Человек отвернулся от рассвета и обратился к матросам:

— Слушайте сюда. Видите эту землю, парни? Здесь дают бесплатное шоу. Это остров концертов, фестивалей, самый крутой оупен-эйр в мире. Трэш, угар, все такое. Но есть одна загвоздка, ребята: живут тут гадюки похлеще, чем на Ээе. Там вы хотя бы сохраняли способность хрюкать, тут и пискнуть не успеете. Местные девочки устраивают такой рок-н-ролл, что мы мухой отправимся танцевать в царство Аида! На том песке валяется много костей всяких музыкальных фанатов. Короче, парни, если мы хотим добраться домой целыми и невредимыми, всем следует заткнуть уши крепко-накрепко, чтобы ни одно гребаное соло не проскочило, а не то не совладаете с собой и пропадете на этих распроклятых островах.

Поднялся ропот.

— Капитан, мы уже через столько прошли, нам ли бояться каких-то сопливых певичек!

— Мы таких девок навидались, куда там этим, кэп!

— А я бы не отказался сейчас послушать Good Golly Miss Molly!

Лицо капитана стало жестким.

— Кто желает помереть, перечить не стану, остальным подойти сюда.

Подошли все.

Капитан нагнулся и взял в широкие ладони кювету.

— Я грел воск на солнце все утро, — сказал он, довольный своей выдумкой. — Давай, налетай, братва, подставляй уши. Через такую пробку никакой хеви-метал не пройдет. Дома споем и спляшем, да, парни?

— А вы, капитан?

— А мне охота послушать. Мне можно, парни. Но помирать я не желаю! — ощерился вдруг злобно капитан. — Не для того мы скитаемся уже черт знает сколько по всему миру. Вы меня принайтуйте к мачте, да не жалейте моей шкуры, затяните узлы, и дело с концом! Сами же за весла — и вперед. Да, парни, если увидите, что я велю меня отпустить, пустите в ход еще одну бухту — и не отвязывайте, пока мы не отплывем так далеко, чтобы не видеть этих скал! Ясно?

Команда без особой охоты, но подчинилась.
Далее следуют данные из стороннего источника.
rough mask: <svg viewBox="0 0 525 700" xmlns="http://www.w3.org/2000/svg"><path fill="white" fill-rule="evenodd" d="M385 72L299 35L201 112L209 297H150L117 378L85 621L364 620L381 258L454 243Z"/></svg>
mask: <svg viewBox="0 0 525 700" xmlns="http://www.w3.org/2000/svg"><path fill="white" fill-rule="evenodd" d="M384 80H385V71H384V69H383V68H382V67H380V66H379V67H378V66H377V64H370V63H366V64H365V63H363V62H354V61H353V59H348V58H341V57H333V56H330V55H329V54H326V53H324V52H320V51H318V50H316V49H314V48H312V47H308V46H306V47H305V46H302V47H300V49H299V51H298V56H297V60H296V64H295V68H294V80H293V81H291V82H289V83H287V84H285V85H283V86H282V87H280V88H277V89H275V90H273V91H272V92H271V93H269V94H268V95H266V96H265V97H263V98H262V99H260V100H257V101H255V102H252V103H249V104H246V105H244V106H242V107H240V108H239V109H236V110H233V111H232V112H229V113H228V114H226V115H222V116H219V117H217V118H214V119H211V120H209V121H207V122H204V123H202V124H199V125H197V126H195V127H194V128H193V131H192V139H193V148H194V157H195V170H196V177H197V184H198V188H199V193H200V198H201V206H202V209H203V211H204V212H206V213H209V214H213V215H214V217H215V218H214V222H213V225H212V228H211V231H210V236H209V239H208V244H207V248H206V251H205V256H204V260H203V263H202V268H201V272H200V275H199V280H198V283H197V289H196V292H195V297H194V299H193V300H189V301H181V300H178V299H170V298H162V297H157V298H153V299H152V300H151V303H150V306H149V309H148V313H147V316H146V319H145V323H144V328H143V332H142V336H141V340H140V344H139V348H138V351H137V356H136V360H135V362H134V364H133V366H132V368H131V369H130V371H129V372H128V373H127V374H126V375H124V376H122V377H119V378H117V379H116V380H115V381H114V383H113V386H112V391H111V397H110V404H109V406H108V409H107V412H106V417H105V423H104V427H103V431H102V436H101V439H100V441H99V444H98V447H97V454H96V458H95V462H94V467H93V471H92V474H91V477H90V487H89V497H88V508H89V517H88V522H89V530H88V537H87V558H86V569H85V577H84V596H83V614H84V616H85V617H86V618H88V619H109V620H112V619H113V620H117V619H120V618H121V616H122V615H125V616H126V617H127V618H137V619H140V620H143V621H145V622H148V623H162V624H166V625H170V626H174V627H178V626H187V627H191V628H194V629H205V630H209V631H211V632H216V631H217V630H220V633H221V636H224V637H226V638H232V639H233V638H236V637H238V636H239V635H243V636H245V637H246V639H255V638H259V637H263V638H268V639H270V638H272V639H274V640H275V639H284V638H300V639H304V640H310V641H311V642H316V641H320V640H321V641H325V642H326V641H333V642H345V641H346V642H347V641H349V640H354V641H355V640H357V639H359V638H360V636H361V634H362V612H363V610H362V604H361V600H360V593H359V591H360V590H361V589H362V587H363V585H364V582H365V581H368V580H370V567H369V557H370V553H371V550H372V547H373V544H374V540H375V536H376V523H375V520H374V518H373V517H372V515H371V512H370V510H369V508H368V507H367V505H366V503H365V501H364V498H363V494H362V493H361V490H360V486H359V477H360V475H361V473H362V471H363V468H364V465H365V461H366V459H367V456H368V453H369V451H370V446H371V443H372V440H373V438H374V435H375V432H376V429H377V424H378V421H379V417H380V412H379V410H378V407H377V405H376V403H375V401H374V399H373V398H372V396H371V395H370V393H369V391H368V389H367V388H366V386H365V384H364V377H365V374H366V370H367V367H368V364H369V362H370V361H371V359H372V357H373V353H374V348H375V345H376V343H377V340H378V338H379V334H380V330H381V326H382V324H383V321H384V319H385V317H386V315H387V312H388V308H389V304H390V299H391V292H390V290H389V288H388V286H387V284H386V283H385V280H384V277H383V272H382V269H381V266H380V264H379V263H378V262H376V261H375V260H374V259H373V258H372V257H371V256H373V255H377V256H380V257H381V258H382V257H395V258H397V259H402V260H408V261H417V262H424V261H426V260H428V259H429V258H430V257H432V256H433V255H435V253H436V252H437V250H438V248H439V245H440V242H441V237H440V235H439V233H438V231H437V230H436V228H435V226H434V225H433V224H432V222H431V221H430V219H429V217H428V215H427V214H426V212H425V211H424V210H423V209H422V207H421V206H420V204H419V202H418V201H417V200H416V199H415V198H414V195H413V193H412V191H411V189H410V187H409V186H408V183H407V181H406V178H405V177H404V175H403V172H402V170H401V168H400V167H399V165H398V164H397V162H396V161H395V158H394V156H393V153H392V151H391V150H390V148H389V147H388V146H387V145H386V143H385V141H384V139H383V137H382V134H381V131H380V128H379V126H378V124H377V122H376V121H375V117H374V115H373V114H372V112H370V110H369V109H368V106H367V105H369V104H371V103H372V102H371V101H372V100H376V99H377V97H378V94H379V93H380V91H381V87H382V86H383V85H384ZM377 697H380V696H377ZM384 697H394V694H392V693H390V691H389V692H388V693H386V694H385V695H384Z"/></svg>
Каждый по очереди подходил, и капитан собственноручно зачерпывал из кюветы мягкий воск и замазывал уши разных размеров и форм, замазывал тщательно, крепко, следя за тем, чтобы ушные отверстия были крепко-накрепко закупорены; после такой процедуры уши у матросов заалели, словно красные маячки по обе стороны давно не стриженых голов.

Когда отошел, потирая мочки, последний тощий молодой юнга, капитан встал спиной к мачте и кивнул — «вяжи». Его привязали так, что могучее тело почти исчезло под кольцами толстого каната, причинившего мужчине боль, так что он выругался пару раз, но его никто не услышал. Поняв это, капитан остался доволен.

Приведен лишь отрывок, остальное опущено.